The HD Audio system supports the following:

Microsoft UAA driver (Vista)/ AMD driver (XP)
32kHz, 44.1kHz, 48kHz 16-bit PCM stereo
AC3 (5.1) Compressed multi-channel audio streams such as Dolby Digital & DTS’

Those of you that were paying attention will have realized that on all images of the cards, they still use DVI-connectors. And that is right. Instead of putting an HDMI-connector onto the cards, AMD has opted to include a DVI=>HDMI adapter instead.

hdmi adapter

This is not your everyday cheap $5 adapter though. Those usually only carry the video portion of the stream and not any audio. The adapter AMD includes takes care of both audio and video.

RADEON HD2000 – THE LINEUP

I briefly introduced the cards in the beginning of this article. Now it is time to look a bit more closely on their specifications.

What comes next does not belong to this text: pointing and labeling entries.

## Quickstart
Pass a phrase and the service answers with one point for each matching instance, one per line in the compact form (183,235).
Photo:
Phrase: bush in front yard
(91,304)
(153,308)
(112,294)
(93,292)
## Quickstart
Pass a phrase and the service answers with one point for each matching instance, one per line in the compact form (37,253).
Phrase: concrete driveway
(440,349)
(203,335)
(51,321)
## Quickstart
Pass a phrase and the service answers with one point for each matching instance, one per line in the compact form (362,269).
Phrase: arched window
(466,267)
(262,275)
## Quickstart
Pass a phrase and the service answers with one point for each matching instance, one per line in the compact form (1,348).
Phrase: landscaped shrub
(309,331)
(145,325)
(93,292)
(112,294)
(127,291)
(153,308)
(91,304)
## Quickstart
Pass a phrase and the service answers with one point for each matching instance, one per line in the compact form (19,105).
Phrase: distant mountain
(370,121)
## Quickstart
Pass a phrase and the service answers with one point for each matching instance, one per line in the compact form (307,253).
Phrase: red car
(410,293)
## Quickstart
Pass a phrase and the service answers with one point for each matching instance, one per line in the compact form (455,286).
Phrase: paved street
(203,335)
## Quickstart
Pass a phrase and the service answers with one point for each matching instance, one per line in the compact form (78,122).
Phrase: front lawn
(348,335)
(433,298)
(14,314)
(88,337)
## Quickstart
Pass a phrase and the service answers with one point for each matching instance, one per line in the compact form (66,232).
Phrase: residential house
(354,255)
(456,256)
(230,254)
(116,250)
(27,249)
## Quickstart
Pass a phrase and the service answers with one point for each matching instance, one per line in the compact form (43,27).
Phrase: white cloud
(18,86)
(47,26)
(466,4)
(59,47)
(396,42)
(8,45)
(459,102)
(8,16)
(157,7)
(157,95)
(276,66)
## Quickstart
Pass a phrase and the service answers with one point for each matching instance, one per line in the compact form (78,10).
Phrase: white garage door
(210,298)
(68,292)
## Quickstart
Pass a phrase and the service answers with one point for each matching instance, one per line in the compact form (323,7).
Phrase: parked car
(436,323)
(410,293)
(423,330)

	ATI Radeon HD 2400	ATI Radeon HD 2600	ATI Radeon HD 2900
Stream Processing Units	40	120	320
Clock Speed	525-700 MHz	600-800 MHz	740 MHz
Math Processing Rate(Multiply-Add)	42-56 GigaFLOPS	144-192 GigaFLOPS	475 GigaFLOPS
Pixel Processing Rate	4.2-5.6 Gigapixels/sec	14.4-19.2 Gigapixels/sec	47.5 Gigapixels/sec
Triangle Processing Rate	262-350 Mtri/sec	600-800 Mtri/sec	740 Mtri/sec
Texture Units	4	8	16
Typical Board Power	~25W	~45W	~215W
Memory Frame Buffer	256MB GDDR3,128/256MB DDR2	256MB GDDR4, 256MB GDDR3,256MB DDR2	512MB GDDR3
Memory Interface Width	64 bits	128 bits	512 bits
Memory Clock	400-800MHz	400-1100 MHz	Something
Memory Bandwidth	6.4-12.8 GB/sec	12.8-35.2 GB/sec	106 GB/sec
Transistors	180 million	390 million	700 million
Process Technology	65G+	65G+	80HS
Outputs	sVGA+DDVI+VO (HDMI adaptor)	D+DL+DVI (HDMI adaptor)	D+DL+DVI w/HDCP (HDMI adaptor)

HD2400

We will start at the lower end of the scale. The HD2400Pro and HD2400XT are the cards that are positioned for the Value Segment. The GPU’s are made with an 65 nm process. The recommended price is sub-$99. The release date for the HD2400 is beginning July.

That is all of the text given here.